Selecting the statistically significant variables in an R glm model

r glm
Pritish Kakodkar picture Pritish Kakodkar · Apr 22, 2013 · Viewed 21.7k times · Source

I have an outcome variable, say Y and a list of 100 dimensions that could affect Y (say X1...X100).

After running my glm and viewing a summary of my model, I see those variables that are statistically significant. I would like to be able to select those variables and run another model and compare performance. Is there a way I can parse the model summary and select only the ones that are significant?

Answer

Maxim.K picture Maxim.K · Apr 22, 2013

Although @kith paved the way, there is more that can be done. Actually, the whole process can be automated. First, let's create some data:

x1 <- rnorm(10)
x2 <- rnorm(10)
x3 <- rnorm(10)
y <- rnorm(10)
x4 <- y + 5 # this will make a nice significant variable to test our code
(mydata <- as.data.frame(cbind(x1,x2,x3,x4,y)))

Our model is then:

model <- glm(formula=y~x1+x2+x3+x4,data=mydata)

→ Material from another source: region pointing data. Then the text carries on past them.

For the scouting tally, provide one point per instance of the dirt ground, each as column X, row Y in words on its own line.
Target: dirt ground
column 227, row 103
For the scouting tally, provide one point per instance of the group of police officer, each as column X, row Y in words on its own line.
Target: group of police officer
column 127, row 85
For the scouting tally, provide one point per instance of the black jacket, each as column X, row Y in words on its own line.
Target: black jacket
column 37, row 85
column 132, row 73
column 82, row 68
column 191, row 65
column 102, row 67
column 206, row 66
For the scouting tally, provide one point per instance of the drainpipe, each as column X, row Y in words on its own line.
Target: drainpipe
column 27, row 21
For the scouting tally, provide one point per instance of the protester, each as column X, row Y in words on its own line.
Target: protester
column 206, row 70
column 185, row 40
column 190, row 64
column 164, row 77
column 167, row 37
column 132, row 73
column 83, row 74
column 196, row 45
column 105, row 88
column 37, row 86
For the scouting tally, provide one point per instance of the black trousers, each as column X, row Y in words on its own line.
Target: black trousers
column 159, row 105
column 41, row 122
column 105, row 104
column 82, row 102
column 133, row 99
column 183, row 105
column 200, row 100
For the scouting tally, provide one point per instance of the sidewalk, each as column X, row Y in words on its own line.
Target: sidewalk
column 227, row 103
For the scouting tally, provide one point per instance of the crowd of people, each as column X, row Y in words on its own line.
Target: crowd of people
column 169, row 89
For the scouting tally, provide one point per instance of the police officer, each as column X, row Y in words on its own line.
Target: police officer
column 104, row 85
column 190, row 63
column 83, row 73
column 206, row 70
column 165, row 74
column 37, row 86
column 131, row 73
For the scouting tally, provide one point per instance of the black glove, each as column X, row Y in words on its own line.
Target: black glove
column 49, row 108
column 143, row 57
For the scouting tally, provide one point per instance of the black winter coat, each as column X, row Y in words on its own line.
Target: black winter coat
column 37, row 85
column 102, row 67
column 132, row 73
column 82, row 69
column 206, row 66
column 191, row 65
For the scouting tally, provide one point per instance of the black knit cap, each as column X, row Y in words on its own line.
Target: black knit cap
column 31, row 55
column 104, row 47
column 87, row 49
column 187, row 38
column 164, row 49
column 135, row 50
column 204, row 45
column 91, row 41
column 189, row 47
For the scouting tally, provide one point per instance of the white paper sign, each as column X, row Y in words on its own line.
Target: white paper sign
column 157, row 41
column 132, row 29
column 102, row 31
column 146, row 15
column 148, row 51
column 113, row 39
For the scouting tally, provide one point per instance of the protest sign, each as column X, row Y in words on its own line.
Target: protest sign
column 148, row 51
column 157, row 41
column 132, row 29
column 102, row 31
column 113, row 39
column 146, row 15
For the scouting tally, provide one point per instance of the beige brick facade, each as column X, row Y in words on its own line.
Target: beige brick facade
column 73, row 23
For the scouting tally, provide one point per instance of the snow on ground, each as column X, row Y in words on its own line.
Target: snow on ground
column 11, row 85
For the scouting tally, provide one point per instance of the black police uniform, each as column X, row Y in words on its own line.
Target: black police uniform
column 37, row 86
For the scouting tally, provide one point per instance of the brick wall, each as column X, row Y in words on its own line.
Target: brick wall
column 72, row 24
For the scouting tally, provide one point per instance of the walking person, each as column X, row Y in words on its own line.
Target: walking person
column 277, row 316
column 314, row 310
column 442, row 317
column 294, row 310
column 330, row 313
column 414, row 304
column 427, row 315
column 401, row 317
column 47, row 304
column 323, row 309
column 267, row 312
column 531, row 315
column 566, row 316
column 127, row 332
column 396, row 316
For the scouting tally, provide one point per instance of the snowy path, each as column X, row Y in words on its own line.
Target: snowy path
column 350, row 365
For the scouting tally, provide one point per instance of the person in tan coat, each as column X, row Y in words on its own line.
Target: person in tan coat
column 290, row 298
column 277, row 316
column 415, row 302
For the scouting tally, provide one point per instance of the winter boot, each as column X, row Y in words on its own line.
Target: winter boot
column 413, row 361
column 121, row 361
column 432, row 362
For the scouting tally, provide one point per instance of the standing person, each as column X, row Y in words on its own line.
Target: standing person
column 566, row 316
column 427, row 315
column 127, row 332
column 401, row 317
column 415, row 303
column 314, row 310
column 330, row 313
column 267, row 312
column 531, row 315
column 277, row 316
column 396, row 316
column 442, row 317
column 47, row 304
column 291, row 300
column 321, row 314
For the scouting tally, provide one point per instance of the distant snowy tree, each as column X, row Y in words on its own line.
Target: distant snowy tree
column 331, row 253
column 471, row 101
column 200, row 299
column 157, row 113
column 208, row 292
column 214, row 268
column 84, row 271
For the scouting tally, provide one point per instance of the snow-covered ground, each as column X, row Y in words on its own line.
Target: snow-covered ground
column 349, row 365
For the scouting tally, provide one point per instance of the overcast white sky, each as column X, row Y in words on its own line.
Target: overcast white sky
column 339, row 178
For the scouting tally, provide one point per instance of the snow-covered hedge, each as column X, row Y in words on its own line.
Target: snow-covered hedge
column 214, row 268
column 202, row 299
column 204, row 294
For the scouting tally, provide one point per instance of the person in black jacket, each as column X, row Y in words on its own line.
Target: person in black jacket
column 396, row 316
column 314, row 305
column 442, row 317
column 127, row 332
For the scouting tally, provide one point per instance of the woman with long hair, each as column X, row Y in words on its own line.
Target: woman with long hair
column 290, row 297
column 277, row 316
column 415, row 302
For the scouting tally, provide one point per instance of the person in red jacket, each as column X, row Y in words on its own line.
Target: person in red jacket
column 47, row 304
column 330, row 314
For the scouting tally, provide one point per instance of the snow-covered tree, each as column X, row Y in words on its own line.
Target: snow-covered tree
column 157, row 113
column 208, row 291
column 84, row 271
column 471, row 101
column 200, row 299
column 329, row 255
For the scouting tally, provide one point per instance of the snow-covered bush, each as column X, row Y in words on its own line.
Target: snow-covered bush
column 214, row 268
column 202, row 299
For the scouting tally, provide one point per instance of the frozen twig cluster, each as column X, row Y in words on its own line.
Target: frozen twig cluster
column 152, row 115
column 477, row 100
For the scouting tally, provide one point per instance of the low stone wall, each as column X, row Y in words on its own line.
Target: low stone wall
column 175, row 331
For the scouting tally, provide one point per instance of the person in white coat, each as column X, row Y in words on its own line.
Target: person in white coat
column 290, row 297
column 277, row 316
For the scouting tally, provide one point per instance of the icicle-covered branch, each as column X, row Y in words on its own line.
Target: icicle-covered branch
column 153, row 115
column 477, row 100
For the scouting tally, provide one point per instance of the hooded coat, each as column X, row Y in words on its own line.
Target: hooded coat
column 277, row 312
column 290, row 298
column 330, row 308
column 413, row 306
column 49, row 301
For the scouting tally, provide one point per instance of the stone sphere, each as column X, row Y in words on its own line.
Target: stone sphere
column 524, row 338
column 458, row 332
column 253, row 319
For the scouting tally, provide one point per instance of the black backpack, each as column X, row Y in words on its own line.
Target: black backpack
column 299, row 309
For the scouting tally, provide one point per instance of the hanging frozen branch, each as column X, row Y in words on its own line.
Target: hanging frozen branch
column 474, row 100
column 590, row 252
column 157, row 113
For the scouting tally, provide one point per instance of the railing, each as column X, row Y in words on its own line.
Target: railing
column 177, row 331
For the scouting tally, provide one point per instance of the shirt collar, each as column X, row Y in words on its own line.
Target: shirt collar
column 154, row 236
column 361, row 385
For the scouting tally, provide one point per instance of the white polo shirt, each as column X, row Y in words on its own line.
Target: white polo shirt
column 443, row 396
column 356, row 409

And the Boolean vector of the coefficients can indeed be extracted by:

toselect.x <- summary(model)$coeff[-1,4] < 0.05 # credit to kith

But this is not all! In addition, we can do this:

# select sig. variables
relevant.x <- names(toselect.x)[toselect.x == TRUE] 
# formula with only sig variables
sig.formula <- as.formula(paste("y ~",relevant.x))  

EDIT: as subsequent posters have pointed out, the latter line should be sig.formula <- as.formula(paste("y ~",paste(relevant.x, collapse= "+"))) to include all variables.

And run the regression with only significant variables as OP originally wanted:

sig.model <- glm(formula=sig.formula,data=mydata)

In this case the estimate will be equal to 1 as we have defined x4 as y+5, implying the perfect relationship.